Time: 40 minutes
Servings: 6-8 (makes 24 meatballs)
Olive oil cooking spray
1lb lean ground turkey
2 cloves garlic, minced
1 egg white
¼ cup minced; yellow onion
¼ cup minced roasted red bell peppers (packed in water and drained)
2 tsp Italian seasoning
½ tsp sea salt
¼ tsp fresh ground black pepper
1 jar organic marinara sauce (no sugar or cheese)
Preheat oven to 400°. Line a large rimmed baking sheet with foil and mist with cooking spray.

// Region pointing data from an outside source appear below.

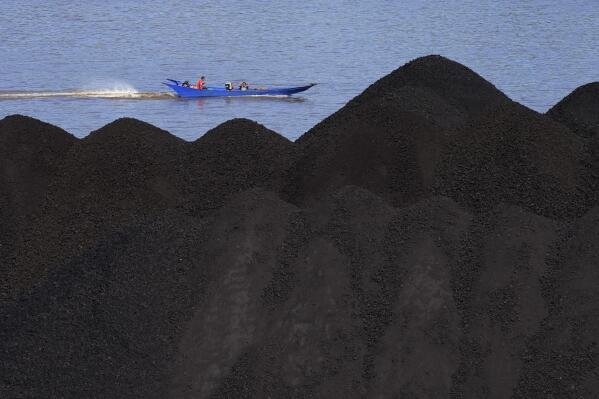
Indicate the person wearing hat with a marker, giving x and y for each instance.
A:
(201, 83)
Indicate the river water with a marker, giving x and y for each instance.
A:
(80, 66)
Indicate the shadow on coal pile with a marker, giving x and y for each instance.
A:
(432, 238)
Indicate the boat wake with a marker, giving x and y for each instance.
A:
(119, 93)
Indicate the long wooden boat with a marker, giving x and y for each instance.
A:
(214, 91)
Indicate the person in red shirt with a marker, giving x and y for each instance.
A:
(201, 83)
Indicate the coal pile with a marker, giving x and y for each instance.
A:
(431, 239)
(390, 138)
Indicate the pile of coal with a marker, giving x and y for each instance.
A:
(432, 238)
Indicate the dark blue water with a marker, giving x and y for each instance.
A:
(80, 66)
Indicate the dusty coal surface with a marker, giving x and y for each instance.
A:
(578, 110)
(431, 239)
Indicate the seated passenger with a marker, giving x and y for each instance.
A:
(201, 83)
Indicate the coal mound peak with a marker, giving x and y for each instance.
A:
(131, 131)
(451, 81)
(424, 237)
(579, 110)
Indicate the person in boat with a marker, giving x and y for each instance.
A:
(201, 83)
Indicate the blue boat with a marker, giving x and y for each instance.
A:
(213, 91)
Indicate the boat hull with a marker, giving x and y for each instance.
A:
(211, 91)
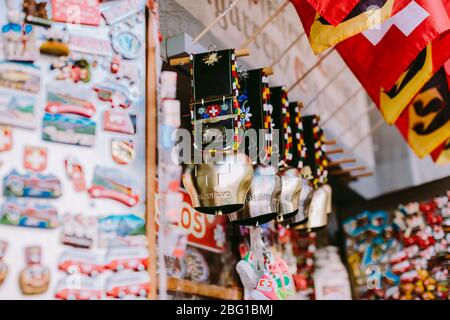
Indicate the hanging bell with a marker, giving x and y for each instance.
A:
(329, 192)
(220, 184)
(291, 184)
(305, 198)
(262, 201)
(317, 215)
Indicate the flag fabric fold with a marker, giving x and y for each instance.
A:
(322, 34)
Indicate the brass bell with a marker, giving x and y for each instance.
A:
(291, 184)
(329, 192)
(317, 215)
(305, 198)
(220, 184)
(262, 201)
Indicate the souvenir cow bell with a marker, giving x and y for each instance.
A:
(317, 213)
(291, 185)
(220, 184)
(329, 192)
(305, 198)
(262, 201)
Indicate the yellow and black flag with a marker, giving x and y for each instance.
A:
(363, 15)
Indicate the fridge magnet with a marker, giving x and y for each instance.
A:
(81, 261)
(55, 43)
(127, 43)
(120, 121)
(72, 102)
(3, 265)
(124, 10)
(35, 278)
(5, 138)
(19, 38)
(36, 12)
(134, 284)
(35, 158)
(127, 258)
(110, 183)
(123, 151)
(87, 288)
(75, 172)
(21, 213)
(20, 77)
(89, 45)
(76, 70)
(121, 230)
(17, 110)
(68, 129)
(32, 185)
(79, 230)
(76, 12)
(113, 92)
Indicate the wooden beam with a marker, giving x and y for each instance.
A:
(151, 151)
(181, 61)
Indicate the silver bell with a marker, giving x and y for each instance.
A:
(291, 185)
(262, 201)
(329, 192)
(220, 184)
(305, 198)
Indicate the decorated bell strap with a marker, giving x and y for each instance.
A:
(281, 119)
(220, 184)
(262, 201)
(253, 100)
(298, 143)
(215, 90)
(314, 162)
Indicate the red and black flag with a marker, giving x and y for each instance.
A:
(362, 15)
(425, 123)
(393, 62)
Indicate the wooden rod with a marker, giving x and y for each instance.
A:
(318, 62)
(151, 151)
(253, 37)
(268, 71)
(185, 60)
(329, 83)
(356, 177)
(339, 162)
(330, 142)
(215, 21)
(352, 125)
(374, 129)
(346, 171)
(286, 51)
(342, 106)
(334, 151)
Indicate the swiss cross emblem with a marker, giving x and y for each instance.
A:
(35, 158)
(213, 110)
(5, 138)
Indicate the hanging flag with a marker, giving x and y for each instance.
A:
(333, 11)
(394, 61)
(365, 14)
(442, 154)
(425, 123)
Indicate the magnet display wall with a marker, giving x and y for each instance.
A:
(103, 134)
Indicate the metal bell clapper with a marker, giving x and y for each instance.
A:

In a medium mixing bowl, combine turkey, garlic, egg white, onion, bell peppers, Italian seasoning, salt and pepper. Gently mix until combined. Using a spoon or small scooper, form into bite size balls, about scant Tbsp each, making 24 meatballs, place on sheet. (Make ahead: prepare meatballs up to one day in advance, wrap tray in plastic wrap and refrigerate.)
Transfer to oven and bake for 10 minutes. Remove from oven and flip over. Bake for 10 more minutes or until cooked through. Remove from oven, using a fork or tongs, transfer each meatball to a serving dish.
Heat the marinara sauce, pour over the meatballs. Serve with a serving spoon or have toothpicks next to the dish.